From his vantage, Mercer couldn’t see the rotor-stat. He could only hear it thundering above him. Its noise drowned out everything. Figuring they couldn’t see him, he chanced a look over the lip of the bridge’s coaming. That was when he spotted the Njoerd and the men lined at her side with weapons trained at him. He ducked again as fire raked the conning tower. When Erwin had fallen back into the sub and he’d heard the dirigible, Mercer had assumed the shots had come from above. Now he knew who had fired the scathing fusillade. They’d surfaced right in the middle of the cargo transfer.
“If it weren’t for bad luck . . .” he whispered. Ira’s head appeared through the hatch. “How’s Erwin?”
“Anika’s working on him now. I don’t think it’s too bad. What happened?”
“The Njoerd is about fifty yards off the port side, and the rotor-stat’s hovering just beyond her. She’s coming this way. Get back below and crank up the compressors. Fill the ballast tanks with air and prepare to dive. Leave your gun. I have an idea.”
“I don’t like it when you say that,” Ira remarked and disappeared below.
Mercer was preparing to take another look at the airship when a shard of white-hot steel ricocheted inside the bridge and buried itself in his thigh. He fell heavily, clamping a hand over the burning wound, and looked up.
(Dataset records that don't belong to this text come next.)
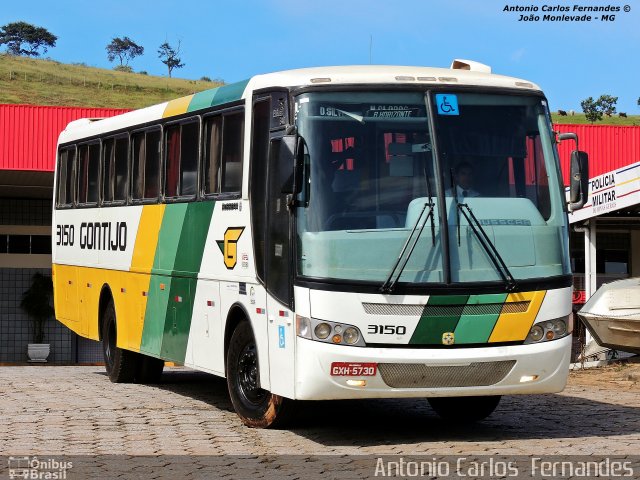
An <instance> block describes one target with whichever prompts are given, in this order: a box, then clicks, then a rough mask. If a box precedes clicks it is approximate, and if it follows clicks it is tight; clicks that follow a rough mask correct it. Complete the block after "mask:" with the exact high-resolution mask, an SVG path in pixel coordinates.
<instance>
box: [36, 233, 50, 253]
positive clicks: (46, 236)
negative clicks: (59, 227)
mask: <svg viewBox="0 0 640 480" xmlns="http://www.w3.org/2000/svg"><path fill="white" fill-rule="evenodd" d="M31 253H38V254H48V253H51V236H50V235H31Z"/></svg>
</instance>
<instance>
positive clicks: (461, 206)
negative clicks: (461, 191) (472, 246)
mask: <svg viewBox="0 0 640 480" xmlns="http://www.w3.org/2000/svg"><path fill="white" fill-rule="evenodd" d="M456 193H457V192H456ZM456 205H457V207H458V212H462V215H464V218H466V219H467V222H468V223H469V226H470V227H471V230H472V231H473V233H474V234H475V235H476V237H477V238H478V241H479V242H480V245H482V248H484V251H485V252H487V255H488V256H489V259H491V263H493V266H494V267H495V268H496V271H497V272H498V273H499V274H500V276H501V277H502V280H503V281H504V282H505V289H506V290H507V292H513V291H514V290H515V289H516V287H517V286H518V285H517V284H516V281H515V279H514V278H513V275H511V272H510V271H509V267H507V264H506V263H504V260H503V259H502V256H500V253H499V252H498V250H497V249H496V246H495V245H494V244H493V242H492V241H491V239H490V238H489V235H487V232H486V230H485V229H484V227H483V226H482V224H481V223H480V222H479V221H478V218H477V217H476V216H475V215H474V213H473V211H472V210H471V207H469V205H467V204H466V203H459V202H458V196H457V195H456ZM459 229H460V222H458V231H459Z"/></svg>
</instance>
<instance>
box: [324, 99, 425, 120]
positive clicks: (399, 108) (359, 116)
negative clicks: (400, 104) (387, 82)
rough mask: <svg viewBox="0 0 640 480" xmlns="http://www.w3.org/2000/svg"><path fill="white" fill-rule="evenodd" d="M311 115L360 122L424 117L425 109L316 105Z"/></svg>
mask: <svg viewBox="0 0 640 480" xmlns="http://www.w3.org/2000/svg"><path fill="white" fill-rule="evenodd" d="M311 115H312V116H318V117H333V118H352V119H354V120H358V121H361V120H364V119H365V118H389V119H394V118H417V117H425V116H426V109H425V107H424V106H421V105H395V104H368V103H367V104H335V103H332V104H329V103H316V104H313V105H312V107H311Z"/></svg>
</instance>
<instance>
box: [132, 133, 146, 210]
mask: <svg viewBox="0 0 640 480" xmlns="http://www.w3.org/2000/svg"><path fill="white" fill-rule="evenodd" d="M145 156H146V155H145V141H144V132H140V133H136V134H135V135H133V155H132V157H133V167H132V168H133V192H132V196H133V198H134V199H136V200H140V199H142V198H144V166H145Z"/></svg>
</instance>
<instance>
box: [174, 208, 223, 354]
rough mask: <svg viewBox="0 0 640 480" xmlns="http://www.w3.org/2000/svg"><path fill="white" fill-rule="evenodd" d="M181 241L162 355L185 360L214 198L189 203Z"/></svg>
mask: <svg viewBox="0 0 640 480" xmlns="http://www.w3.org/2000/svg"><path fill="white" fill-rule="evenodd" d="M186 205H188V207H187V210H186V213H185V215H184V221H183V223H182V230H181V232H180V240H179V242H178V245H177V252H176V257H175V262H174V265H173V272H174V274H176V275H180V276H176V277H174V278H173V281H172V282H171V288H170V291H169V303H168V304H167V306H166V311H165V323H164V330H163V337H162V357H163V358H167V359H170V360H173V361H176V362H180V363H184V360H185V356H186V353H187V343H188V340H189V330H190V329H191V317H192V315H193V302H192V299H193V297H195V294H196V285H197V278H195V277H196V276H197V273H198V272H199V271H200V267H201V264H202V255H203V253H204V249H205V244H206V241H207V234H208V232H209V225H210V223H211V217H212V214H213V208H214V202H212V201H208V202H195V203H189V204H186Z"/></svg>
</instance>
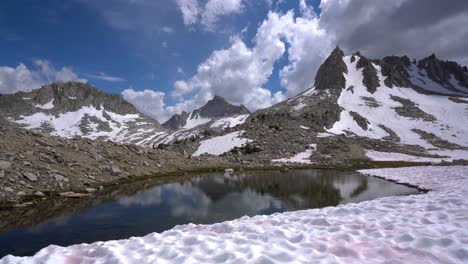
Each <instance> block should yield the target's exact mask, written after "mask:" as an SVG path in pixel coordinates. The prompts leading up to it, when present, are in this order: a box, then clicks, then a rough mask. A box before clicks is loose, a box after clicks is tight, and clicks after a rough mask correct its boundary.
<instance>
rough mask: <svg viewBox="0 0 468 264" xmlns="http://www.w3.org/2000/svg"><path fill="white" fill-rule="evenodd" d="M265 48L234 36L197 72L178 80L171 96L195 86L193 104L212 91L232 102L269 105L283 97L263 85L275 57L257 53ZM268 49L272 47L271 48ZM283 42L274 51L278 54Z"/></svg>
mask: <svg viewBox="0 0 468 264" xmlns="http://www.w3.org/2000/svg"><path fill="white" fill-rule="evenodd" d="M264 51H265V50H257V49H249V48H248V47H247V46H246V45H245V43H244V42H243V41H242V40H241V39H239V38H235V39H234V40H233V43H232V46H231V47H230V48H229V49H225V50H218V51H215V52H213V54H212V55H211V56H210V58H208V59H207V60H206V61H205V62H203V63H202V64H200V65H199V66H198V70H197V74H196V75H195V76H193V77H192V78H190V79H189V80H187V81H177V82H176V83H175V90H174V91H173V93H172V96H175V97H182V96H184V95H185V94H187V93H190V92H192V91H194V90H196V94H195V97H194V98H193V99H192V101H193V102H192V104H194V105H197V106H201V105H202V104H204V103H206V101H208V100H209V99H211V98H212V97H213V96H214V95H221V96H223V97H225V98H226V100H228V101H229V102H231V103H234V104H244V105H246V106H247V107H249V108H250V109H253V110H255V109H258V108H263V107H267V106H270V105H271V104H272V103H275V102H277V101H279V100H281V99H282V97H281V94H277V95H272V94H271V92H270V91H269V90H267V89H265V88H263V87H262V84H264V83H265V82H266V81H267V80H268V77H269V76H270V75H271V72H272V70H273V63H274V61H275V59H271V60H268V58H267V56H262V54H258V53H259V52H264ZM270 51H271V50H270ZM283 51H284V46H283V47H280V51H279V52H276V56H281V54H282V52H283Z"/></svg>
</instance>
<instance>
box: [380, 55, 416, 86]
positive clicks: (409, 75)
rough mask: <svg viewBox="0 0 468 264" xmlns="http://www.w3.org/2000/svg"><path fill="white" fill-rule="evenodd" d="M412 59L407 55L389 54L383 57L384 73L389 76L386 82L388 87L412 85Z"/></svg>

A big Bell helicopter hung in the sky behind him with its side door opened. He could clearly see the pistol in Gunther Rath’s hand and the sick smile on his face. Fluidly, Mercer pulled the MP-40 from under him and squeezed the trigger. The heavy machine pistol bucked like he was holding a live wire and jammed after half its thirty-two-round magazine emptied. As he recocked to clear the fouled breach, the chopper twisted out of range.